|Read the rest of the article by going to http://tinyurl.com/lddtlul Another link carrying it also is http://www.mareeg.com/globalizing-european-security/|
Well, I was really starting to suspect that Dr. Solana had decided that he was through with global politics, except in a professorial role. My "google alerts" brought this to my attention within the past 15 minutes of writing this to my readers. It appears to me from this and reading of his current roles in European Security organizations that he may have been carefully biding his time. He is suddenly making strong calls for "global governance" with a rearmed Europe being in a predominant role in his hoped for structures.
Now, I don't know what his motives are. It appears from my current perspective that Catherine Ashton may have been underestimated by those who may have perceived her job as a sinecure. Catherine Ashton has been given much credit for helping to achieve at least an interim international agreement with Iran over its nuclear development. That was a goal that had been elusive to Dr. Solana during his tenure which started with his representation of virtually the rest of the world to Iran which was announced by President George W. Bush on the rather auspicious date of June 6, 2006.

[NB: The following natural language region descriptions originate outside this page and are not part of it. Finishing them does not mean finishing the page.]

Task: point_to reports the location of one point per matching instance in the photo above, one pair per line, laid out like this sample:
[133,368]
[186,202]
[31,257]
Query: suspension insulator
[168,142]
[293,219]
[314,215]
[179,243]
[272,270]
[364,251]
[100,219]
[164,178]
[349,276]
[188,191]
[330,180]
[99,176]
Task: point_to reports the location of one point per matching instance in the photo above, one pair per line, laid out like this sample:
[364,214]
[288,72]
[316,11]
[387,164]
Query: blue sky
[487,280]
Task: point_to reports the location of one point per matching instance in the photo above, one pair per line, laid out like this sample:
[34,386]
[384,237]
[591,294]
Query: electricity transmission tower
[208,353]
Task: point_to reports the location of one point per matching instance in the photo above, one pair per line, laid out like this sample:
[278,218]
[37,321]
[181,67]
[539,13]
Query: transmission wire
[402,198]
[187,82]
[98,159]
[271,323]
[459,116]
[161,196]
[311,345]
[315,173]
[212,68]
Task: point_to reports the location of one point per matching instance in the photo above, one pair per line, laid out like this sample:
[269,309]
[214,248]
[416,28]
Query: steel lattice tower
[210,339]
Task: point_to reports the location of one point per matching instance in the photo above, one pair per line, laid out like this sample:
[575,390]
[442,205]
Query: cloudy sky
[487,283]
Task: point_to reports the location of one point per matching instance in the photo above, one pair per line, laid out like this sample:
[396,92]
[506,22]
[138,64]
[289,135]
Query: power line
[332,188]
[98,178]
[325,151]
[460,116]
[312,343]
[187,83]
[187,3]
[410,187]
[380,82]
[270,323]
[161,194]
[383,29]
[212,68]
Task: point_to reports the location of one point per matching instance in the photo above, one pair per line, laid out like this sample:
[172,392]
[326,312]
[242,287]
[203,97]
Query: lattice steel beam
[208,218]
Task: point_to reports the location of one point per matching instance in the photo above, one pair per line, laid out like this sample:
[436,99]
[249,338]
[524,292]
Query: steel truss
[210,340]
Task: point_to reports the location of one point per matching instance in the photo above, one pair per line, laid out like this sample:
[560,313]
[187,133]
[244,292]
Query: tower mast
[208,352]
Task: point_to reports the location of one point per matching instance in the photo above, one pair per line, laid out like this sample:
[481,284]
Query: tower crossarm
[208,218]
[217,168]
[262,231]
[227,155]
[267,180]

Catherine Ashton, it has been reported, has gone from "zero to hero." When she entered her job, it was not expected by her critics that she would long survive in the position. She retorted to them, "I'm a stayer, not a quitter." This past April Javier Solana was recently on a panel with the Brookings Institution relative to the Iranian nuclear crisis. He had lots of explanations as to why it fell through and expressed pessimism as to the efficacy of future negotiations with the Iranian foreign minister Jalili. Apparently Catherine Ashton had her successes with him and his successor. Many many former Solana aides (e.g. Robert Cooper) and applauders (e.g. the London Financial Times) have decided that now it appears that Catherine Ashton deserves the credit she was formerly and long denied.

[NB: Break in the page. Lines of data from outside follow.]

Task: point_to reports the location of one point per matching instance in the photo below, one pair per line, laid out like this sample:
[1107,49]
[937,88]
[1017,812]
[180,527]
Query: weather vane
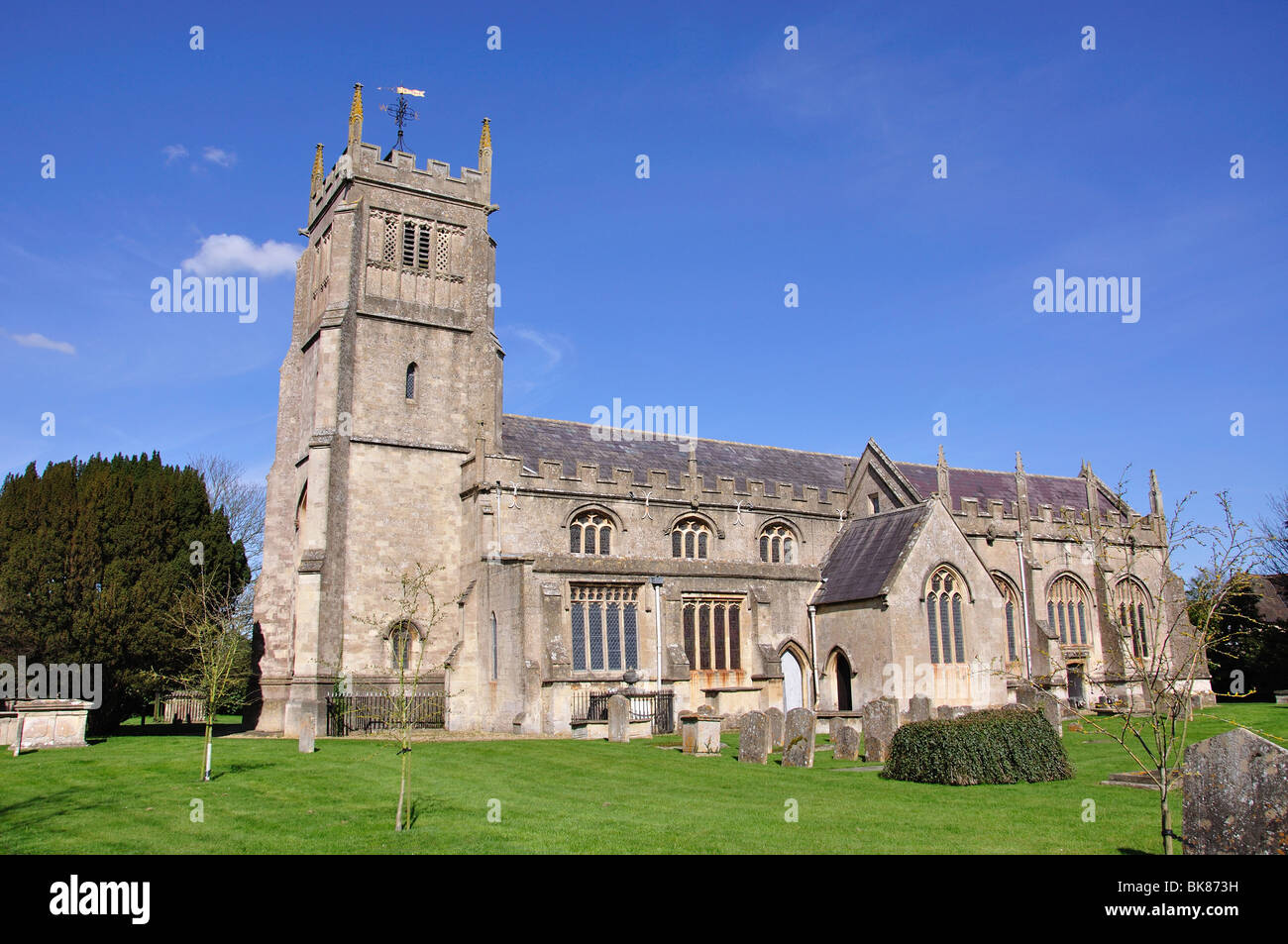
[399,110]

I suspected that the "High Representative" position with the very high salary and combined military and foreign policy powers had been created for the benefit of Javier Solana who was expected to be the super-powerful European Union Foreign Minister prior to the referendum failures. Only after Solana announced he would retire and not seek the post did Ireland finally reluctant approve the Treaty. That was in 2009. Now 2014 is nigh and that will be the last year of Catherine Ashton's 5 year term. Does Javier Solana perhaps still want the job that had initially been created for him? Others who have aspired to jobs Mr. Solana wanted eventually went down to relative political obscurity. Witness Tony Blair and Joschka Fischer.
How will all of this sort out? I don't know, but watching it is sure fascinating.